Create one adapter per resource: log = logging.LoggerAdapter(base_logger, {"instance_id": iid, "region": region})
Call log.info("health_check_passed") — the adapter merges its context automatically.
This avoids the cognitive load of tracking which resource a generic log line belongs to when scanning thousands of entries in a log aggregator.

What Not to Log

Structured logging is powerful enough to accidentally exfiltrate secrets. Enforce these rules at code review:

Never log AWS credentials, API keys, or tokens — even partially. Use a redaction wrapper or pass only identifiers (key ID, not secret).
Never log user PII (email, IP, name) unless your data classification policy explicitly permits it and you have the correct retention controls.
Never log full request/response bodies from external APIs — they routinely contain secrets embedded by callers.

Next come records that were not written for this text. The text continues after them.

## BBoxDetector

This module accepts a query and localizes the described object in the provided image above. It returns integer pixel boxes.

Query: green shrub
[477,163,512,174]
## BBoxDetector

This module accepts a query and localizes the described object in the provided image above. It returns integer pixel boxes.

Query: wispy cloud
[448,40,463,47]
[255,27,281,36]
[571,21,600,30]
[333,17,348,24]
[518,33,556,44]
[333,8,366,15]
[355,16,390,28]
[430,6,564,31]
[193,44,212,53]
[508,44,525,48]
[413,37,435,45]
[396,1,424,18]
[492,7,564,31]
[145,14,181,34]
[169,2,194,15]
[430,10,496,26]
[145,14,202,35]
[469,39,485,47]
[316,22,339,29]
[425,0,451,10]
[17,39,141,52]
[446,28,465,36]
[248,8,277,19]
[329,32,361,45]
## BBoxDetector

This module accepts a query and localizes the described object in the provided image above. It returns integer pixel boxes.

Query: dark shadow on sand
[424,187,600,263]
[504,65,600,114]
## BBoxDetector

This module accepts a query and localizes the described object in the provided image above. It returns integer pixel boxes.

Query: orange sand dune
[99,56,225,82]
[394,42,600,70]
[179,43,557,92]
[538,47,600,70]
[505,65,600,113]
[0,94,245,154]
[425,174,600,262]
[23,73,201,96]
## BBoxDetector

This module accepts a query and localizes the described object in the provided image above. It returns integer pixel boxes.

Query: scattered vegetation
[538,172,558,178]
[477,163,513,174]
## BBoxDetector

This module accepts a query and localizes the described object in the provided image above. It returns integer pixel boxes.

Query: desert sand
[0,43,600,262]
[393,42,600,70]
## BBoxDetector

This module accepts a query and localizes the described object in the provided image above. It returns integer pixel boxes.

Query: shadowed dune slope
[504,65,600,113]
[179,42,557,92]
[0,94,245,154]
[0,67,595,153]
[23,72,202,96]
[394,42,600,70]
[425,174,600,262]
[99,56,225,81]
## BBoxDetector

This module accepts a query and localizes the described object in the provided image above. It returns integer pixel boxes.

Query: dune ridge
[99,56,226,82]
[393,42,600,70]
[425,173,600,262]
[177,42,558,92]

Production pitfall: log.debug("response body: %s", response.text) looks harmless in development but can dump megabytes of sensitive JSON into your log aggregation platform per second under load. Audit every DEBUG statement before shipping. Many teams set the production log level to INFO and strip DEBUG calls in CI with a linter rule.

Bringing It Together: A Complete Ops Script Template

The pattern below is the skeleton every new ops script at a professional DevOps shop should start from. It wires together everything in this lesson: dictConfig logging, a top-level exception handler, and structured log events with context.

#!/usr/bin/env python3
"""template.py — production-ready ops script skeleton."""

import argparse
import logging
import sys

# Import your logging_config module (from earlier in this lesson)
# from logging_config import setup_logging, JsonFormatter

log = logging.getLogger(__name__)


def parse_args() -> argparse.Namespace:
    parser = argparse.ArgumentParser(description=__doc__)
    parser.add_argument("--region", default="us-east-1")
    parser.add_argument("--log-level", default="INFO",
                        choices=["DEBUG", "INFO", "WARNING", "ERROR"])
    return parser.parse_args()


def main(args: argparse.Namespace) -> int:
    """Return exit code: 0 on success, 1 on error, 2 on bad input."""
    log.info("script_start", extra={"region": args.region})

    try:
        # --- your logic here ---
        pass
    except ValueError as exc:
        log.error("invalid_input", extra={"error": str(exc)})
        return 2
    except OSError as exc:
        log.error("io_error", extra={"error": str(exc), "errno": exc.errno})
        return 1
    except Exception:
        log.critical("unhandled_exception", exc_info=True)
        return 1

    log.info("script_complete")
    return 0


if __name__ == "__main__":
    args = parse_args()
    # setup_logging(args.log_level)   # uncomment with real logging_config
    logging.basicConfig(level=args.log_level)
    sys.exit(main(args))

Pro practice: At Google, all internal ops tooling follows a variant of this template. The key insight is that main() returns an integer and never calls sys.exit() directly — that is left to the if __name__ == "__main__" block. This makes the function unit-testable: a test can call main(args) and assert on the return code without forking a process.